Hyde rightfully treats the activist critiques of David Walker and Frederick Douglass as simultaneously articulating and informing antebellum American views of citizenship. Civic Longing was doubtless already complete by the time Kunal M. Parker’s Making Foreigners: Immigration and Citizenship Law in America, 1600–2000 (New York: Cambridge University Press, 2015) was published. How, one wonders, did the persistent “politico-legal strategies” to alienate “insiders” such as Native Americans and African Americans that Parker describes in Making Foreigners (4) intersect with the cultural conceptions of citizenship Hyde identifies during the antebellum period? Conversely, Civic Longing appears at a moment when legal historians and literary critics are foregrounding African Americans’ formative role in realizing the meaning of both state and national citizenship in U.S. law, politics, and culture.
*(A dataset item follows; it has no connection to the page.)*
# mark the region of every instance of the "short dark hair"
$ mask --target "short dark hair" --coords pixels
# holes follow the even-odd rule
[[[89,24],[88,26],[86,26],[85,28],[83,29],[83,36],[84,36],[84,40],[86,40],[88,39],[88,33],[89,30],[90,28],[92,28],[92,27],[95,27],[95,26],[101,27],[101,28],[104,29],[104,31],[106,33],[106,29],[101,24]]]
Far from limning an idealized citizenship manqué, this scholarship is demonstrating how African Americans, in the words of Martha S. Jones in Birthright Citizens: A History of Race and Rights in Antebellum America (Cambridge: Cambridge University Press, 2018), “secured citizenship by comporting themselves like citizens” – from registering births and suing defaulting debtors, to holding state and national political conventions (10). How will a greater understanding of what Derrick R. Spires in The Practice of Citizenship: Black Politics and Print Culture in the Early United States (Philadelphia, PA: University of Pennsylvania Press, 2019) calls African Americans’ “practice of citizenship” throw into relief the speculative civic longing of their predominantly white fellow Americans?